いきなり貴族の前でご挨拶して歌いだすって、変じゃない?
絶対的におかしいよね?

「いや、おかしくねえぞ。せっかく俺の息子が最高に可愛いんだから、自慢したい」
「うん!僕、聞いたことないんだよねえ。サフィちゃんのお歌、聞いてみたあああい!」
「サフィちゃんの天使っぷり、みんなに見せつけたいっ!」

お披露目の最初の趣旨をすっかり忘れていらっしゃる……。
マジでどうなっちゃうんだろう…。
誰かまともに進行を考えてくれる人、いないかなあ…。

最高権力者である王様!
…ダメだ。あの人も強火。
王妃様…はめっちゃノリノリな未来しか見えない…。
お兄様は…一番ダメ!最前列で手を振ってくれそうだもん!全力で俺担だもん!

ほかに…ほかに…
だ、団長!!団長さんなら!!!
いやいや、あの人は巻き込んじゃダメ!絶対!
せっかく真面目そうでカッコいいのに、この団体に入れたら染められちゃう!
守りたい、その笑顔と筋肉!
は!ミカミカは…!
……ダメだ。

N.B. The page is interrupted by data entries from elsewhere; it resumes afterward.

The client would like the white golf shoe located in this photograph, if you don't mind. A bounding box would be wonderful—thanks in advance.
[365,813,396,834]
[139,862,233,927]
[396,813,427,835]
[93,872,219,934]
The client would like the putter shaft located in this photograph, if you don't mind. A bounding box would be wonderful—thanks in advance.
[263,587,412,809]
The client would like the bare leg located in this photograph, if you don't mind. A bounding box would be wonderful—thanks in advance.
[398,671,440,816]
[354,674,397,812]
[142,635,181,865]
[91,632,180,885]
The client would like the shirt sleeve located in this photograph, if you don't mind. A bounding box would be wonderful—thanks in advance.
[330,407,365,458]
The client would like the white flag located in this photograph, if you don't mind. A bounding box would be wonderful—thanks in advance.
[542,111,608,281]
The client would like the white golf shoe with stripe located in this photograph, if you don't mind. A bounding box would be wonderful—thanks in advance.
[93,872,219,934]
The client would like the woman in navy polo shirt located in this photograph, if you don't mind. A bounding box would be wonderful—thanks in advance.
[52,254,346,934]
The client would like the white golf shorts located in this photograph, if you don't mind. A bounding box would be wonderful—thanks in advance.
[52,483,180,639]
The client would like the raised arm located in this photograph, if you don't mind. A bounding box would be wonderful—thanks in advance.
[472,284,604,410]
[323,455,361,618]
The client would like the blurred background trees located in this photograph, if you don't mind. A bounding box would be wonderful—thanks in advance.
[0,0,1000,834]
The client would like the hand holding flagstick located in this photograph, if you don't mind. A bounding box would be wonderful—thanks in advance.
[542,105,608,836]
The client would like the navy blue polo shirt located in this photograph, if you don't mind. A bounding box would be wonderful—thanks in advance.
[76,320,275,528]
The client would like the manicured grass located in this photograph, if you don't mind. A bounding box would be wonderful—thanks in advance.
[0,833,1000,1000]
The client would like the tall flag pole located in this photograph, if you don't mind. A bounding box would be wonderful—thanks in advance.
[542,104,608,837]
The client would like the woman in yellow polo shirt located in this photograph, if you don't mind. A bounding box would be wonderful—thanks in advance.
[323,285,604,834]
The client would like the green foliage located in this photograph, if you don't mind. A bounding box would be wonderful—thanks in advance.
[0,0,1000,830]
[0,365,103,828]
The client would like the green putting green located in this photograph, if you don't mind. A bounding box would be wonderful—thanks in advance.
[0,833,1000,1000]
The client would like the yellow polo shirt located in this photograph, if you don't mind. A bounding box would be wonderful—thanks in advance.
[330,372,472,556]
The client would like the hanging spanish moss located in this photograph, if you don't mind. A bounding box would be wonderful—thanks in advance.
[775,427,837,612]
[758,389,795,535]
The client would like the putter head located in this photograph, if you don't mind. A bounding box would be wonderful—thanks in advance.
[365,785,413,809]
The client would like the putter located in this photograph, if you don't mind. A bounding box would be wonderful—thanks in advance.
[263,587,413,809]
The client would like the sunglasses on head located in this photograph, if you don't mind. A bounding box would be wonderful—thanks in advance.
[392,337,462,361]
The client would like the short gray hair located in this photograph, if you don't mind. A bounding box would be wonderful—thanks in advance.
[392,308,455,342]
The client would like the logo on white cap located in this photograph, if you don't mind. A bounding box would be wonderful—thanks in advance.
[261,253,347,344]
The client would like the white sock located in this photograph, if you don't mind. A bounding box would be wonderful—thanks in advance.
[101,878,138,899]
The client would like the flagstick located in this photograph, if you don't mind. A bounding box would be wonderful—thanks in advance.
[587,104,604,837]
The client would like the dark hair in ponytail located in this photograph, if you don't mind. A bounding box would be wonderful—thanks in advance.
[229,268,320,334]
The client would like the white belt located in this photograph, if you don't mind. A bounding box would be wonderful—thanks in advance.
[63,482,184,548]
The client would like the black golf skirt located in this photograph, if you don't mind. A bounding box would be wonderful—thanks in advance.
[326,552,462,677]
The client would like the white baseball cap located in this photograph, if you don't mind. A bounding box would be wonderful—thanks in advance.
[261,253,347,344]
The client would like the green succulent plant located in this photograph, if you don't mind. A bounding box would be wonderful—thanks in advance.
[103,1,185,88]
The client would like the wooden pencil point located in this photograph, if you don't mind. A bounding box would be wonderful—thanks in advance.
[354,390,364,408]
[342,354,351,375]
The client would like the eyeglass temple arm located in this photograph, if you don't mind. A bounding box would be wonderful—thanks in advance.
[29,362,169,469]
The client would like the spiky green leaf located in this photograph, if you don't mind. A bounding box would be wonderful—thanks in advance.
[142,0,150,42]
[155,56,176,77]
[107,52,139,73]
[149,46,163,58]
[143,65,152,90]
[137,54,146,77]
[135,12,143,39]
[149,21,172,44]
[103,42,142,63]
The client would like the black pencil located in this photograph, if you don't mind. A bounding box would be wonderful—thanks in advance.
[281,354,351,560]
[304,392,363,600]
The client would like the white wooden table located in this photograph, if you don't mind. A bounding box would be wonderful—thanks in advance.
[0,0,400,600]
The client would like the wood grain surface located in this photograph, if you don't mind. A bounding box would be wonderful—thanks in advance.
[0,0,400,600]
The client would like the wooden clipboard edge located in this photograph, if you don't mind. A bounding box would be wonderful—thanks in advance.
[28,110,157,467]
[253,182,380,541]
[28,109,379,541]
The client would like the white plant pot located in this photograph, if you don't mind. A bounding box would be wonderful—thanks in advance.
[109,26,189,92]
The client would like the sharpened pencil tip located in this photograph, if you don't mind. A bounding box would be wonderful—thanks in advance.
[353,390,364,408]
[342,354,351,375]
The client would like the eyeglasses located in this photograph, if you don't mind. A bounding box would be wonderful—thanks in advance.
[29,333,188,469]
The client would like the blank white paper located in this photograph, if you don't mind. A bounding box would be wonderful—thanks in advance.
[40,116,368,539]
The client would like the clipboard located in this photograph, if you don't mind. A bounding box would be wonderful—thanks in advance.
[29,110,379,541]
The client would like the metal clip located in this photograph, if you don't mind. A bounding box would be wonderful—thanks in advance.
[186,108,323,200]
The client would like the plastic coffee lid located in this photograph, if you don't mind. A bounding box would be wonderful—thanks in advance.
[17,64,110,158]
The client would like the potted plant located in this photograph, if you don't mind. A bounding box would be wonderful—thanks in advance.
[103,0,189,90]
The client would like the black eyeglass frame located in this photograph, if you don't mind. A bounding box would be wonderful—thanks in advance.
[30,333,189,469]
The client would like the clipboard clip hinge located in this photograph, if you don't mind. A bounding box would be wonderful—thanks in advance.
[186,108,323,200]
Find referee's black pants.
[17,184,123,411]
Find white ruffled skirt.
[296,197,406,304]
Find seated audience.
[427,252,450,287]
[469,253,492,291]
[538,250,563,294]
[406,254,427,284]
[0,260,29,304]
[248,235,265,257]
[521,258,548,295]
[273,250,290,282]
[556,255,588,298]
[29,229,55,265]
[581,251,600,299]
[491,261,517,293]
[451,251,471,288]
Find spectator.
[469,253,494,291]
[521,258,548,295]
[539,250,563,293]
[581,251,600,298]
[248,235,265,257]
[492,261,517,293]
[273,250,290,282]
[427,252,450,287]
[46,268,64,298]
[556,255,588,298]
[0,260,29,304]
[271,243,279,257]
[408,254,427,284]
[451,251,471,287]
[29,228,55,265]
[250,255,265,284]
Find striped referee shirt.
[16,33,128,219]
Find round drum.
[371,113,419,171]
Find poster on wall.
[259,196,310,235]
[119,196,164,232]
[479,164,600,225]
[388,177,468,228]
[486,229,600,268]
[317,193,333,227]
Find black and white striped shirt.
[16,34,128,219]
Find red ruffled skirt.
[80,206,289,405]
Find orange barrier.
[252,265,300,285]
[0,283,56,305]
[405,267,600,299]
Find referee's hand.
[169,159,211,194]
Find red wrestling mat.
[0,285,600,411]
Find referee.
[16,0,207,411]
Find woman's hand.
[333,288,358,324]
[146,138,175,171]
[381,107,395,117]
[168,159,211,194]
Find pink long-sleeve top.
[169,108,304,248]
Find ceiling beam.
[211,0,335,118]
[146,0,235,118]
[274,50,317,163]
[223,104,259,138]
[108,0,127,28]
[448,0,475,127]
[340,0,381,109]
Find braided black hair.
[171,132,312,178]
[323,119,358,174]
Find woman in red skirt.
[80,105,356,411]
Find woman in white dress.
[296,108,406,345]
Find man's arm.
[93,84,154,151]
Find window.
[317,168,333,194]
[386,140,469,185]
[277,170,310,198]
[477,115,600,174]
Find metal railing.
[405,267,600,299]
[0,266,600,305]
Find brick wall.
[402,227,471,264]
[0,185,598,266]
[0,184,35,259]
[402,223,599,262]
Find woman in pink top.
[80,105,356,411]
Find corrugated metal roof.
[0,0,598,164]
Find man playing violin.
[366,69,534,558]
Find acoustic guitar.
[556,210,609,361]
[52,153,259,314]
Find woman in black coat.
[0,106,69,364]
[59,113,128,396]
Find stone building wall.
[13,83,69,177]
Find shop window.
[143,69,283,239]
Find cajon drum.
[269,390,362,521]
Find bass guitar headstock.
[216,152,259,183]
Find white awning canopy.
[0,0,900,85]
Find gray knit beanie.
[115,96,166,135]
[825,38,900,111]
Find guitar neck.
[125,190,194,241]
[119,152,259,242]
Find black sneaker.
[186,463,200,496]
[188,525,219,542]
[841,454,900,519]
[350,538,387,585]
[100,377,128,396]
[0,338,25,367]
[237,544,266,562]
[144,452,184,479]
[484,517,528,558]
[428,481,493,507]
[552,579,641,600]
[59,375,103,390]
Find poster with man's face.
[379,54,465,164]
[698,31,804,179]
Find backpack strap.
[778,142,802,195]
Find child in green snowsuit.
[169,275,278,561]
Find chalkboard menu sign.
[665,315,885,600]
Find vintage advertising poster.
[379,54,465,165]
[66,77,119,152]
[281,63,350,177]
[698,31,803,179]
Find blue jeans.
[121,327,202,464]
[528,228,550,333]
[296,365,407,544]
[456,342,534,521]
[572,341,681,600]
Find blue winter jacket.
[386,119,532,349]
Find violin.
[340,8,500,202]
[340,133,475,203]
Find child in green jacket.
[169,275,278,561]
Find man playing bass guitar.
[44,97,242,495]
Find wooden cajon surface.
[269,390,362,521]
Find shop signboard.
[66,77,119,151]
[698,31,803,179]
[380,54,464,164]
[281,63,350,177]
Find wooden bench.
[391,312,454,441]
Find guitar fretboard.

これ以上苦労させられない。



考えても考えても、俺の周りには強火しかいないのでした。
ゲイルたちに巻き込まれる未来しか見えぬ…。

え?公爵を忘れてないかって?
論外!
あのひとに人の心の機微なんてわかるわけないでしょー!
今は俺が赤っていえば「うむ。赤か」って頷くし、俺が黒っていえば「うむ。黒だったな」って頷いちゃう。
罪悪感がいい仕事しすぎて「サフィが正義」みたいになっちゃってるんだもん。

ん?
あれ?
それならば、いけるんでないかい?
俺の横にすえておいて、俺が「それはいや」って言えば「サフィラスが嫌と言っている、やめよう」って言ってくれそうじゃん?
おお!
公爵、一周回って最強の味方なのでは?



「こうしゃくーー!!こうしゃくーーー!!」

俺は急いで公爵を呼びに行った。

果たして公爵は…大変いい仕事をしてくださった。
俺が「お歌はやめておきましょー!」というと、ゲイルやみんなの反対を

「サフィラスが嫌がっているではないか。サフィラスのお披露目なのだ。本人が嫌がることはすべきではない」

と、鉄仮面で押し通してくれたのである。

わああああ!!拍手!!いい仕事してくれた!!
ありがとう!ありがとう!!
俺の中で過去一番に公爵の株が上がった。
といってもマイナスだったからようやく普通になったくらいだけれども。

これからはもう少し優しくしてあげよう。